Jum’at pagi-pagi, saat hujan gerimis menangisi Kota Jogja, kegiatan tidur adalah kegiatan yang paling pas untuk dilakukan. Tapi, sebelum jam 06.00 WIB, dengan menembus hujan dan licinnya jalan Jogja, kami menuju Madrasah ditemani hujan. Sambil menunggu acara yang molor selama 45 menit, kami berangkat menuju Kampus Terpadu Sedayu menaiki bus.
Agaknya Tuhan menghendaki agenda mulia kami. Sesampainya di Kampus Terpadu Sedayu, hujan mereda berganti menjadi mendung. Di sana, kami berbaris di Masjid Hajjah Yuliana dengan melihat miniatur kakbah berada di belakang kami. Selayaknya Manasik Haji pada umumnya, kami mengenakan kain ihram seperti jamaah haji asli. Dengan keterbatasan yang ada, hanya beberapa dari kami yang mengenakan setelan lengkap kain ihram, sisanya hanya mengenakan atasannya saja. Walau begitu, kami dapat memakluminya.
Ada alasan mengapa Kampus Sedayu dijadikan tempat Manasik Haji. Menurut Ustaz Misbah, alasannya adalah tempat yang sering dijadikan tujuan yaitu Pantai Samas, Madrasah tidak bisa mengirim santrinya kesana. Mungkin ada keterlambatan atau miskomunikasi yang terjadi. Walaupun begitu, jalan tengah yang diambil ialah dengan menjadikan Kampus Terpadu sebagai alternatif pengganti. Madrasah pun menyiapkan miniatur kakbah di dalam masjid dan beberapa plang yang bertuliskan tempat-tempat rukun haji.
Dimulali dari memakai kain ihram, kami dipandu untuk menjalani rukun pertama haji, yaitu miqat di Bir Ali.
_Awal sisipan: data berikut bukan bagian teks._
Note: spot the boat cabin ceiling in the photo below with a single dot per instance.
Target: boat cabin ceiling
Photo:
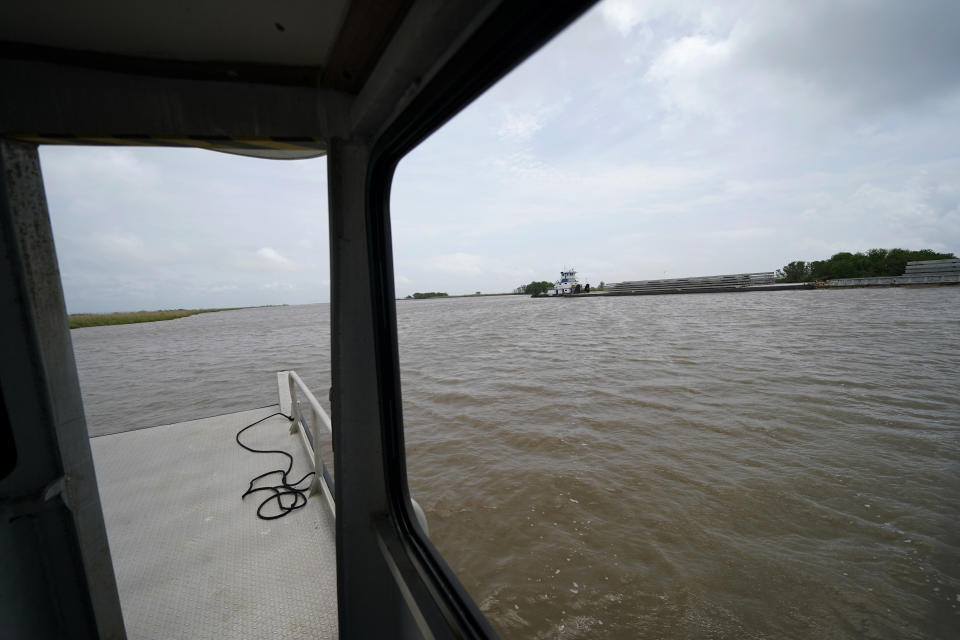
(361, 82)
(275, 79)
Selanjutnya, berbekal kertas hafalan doa-doa haji, seperti haji tamattu sungguhan, yaitu dengan menjalani umroh terlebih dahulu. Lalu dilanjut seperti rangkaian haji biasa, tawaf ifadah, sa’i, wukuf, mabit di Muzdalifah, melempar jumrah, dan tawaf wada.
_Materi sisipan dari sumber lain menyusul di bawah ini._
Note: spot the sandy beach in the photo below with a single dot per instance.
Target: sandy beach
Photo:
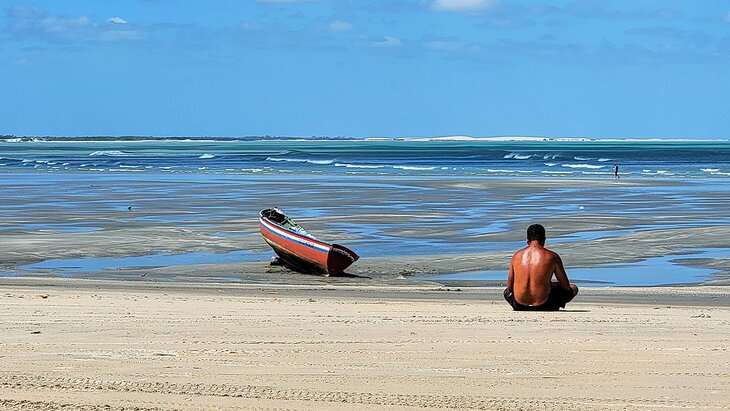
(121, 293)
(82, 344)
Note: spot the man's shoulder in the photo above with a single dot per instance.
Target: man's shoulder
(552, 254)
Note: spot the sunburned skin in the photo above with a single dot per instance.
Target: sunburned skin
(531, 271)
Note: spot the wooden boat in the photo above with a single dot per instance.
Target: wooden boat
(300, 250)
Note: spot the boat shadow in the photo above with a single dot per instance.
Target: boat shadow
(348, 275)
Tak terasa cepatnya, hanya sekitar 2 jam kami berkegiatan. Dengan perasaan gembira, kami bisa pulang ke asrama dan menjalani aktivitas seperti biasanya. Tapi sebelum kami meninggalkan Kampus Terpadu, Ustaz Misbah memberikan beberapa pesan kepada kami. Ustaz Misbah sangat menghargai ketersediaan kami untuk bisa mengikuti Manasik Haji. Menurutnya, Manasik Haji merupakan kegiatan yang wajib diikuti oleh kader tingkat 5. “Tidak apa-apa jika ada yang kurang memperhatikan, yang penting ikut dulu. Dengan ikut nanti bisa memahami bagaimana rangkaian haji yang sebenarnya.” Tutur Ustaz Misbah. Sebagai penutup, Ustaz Misbah berpesan kepada kami untuk selalu fastabiqul khairat dalam menggapai cinta Allah.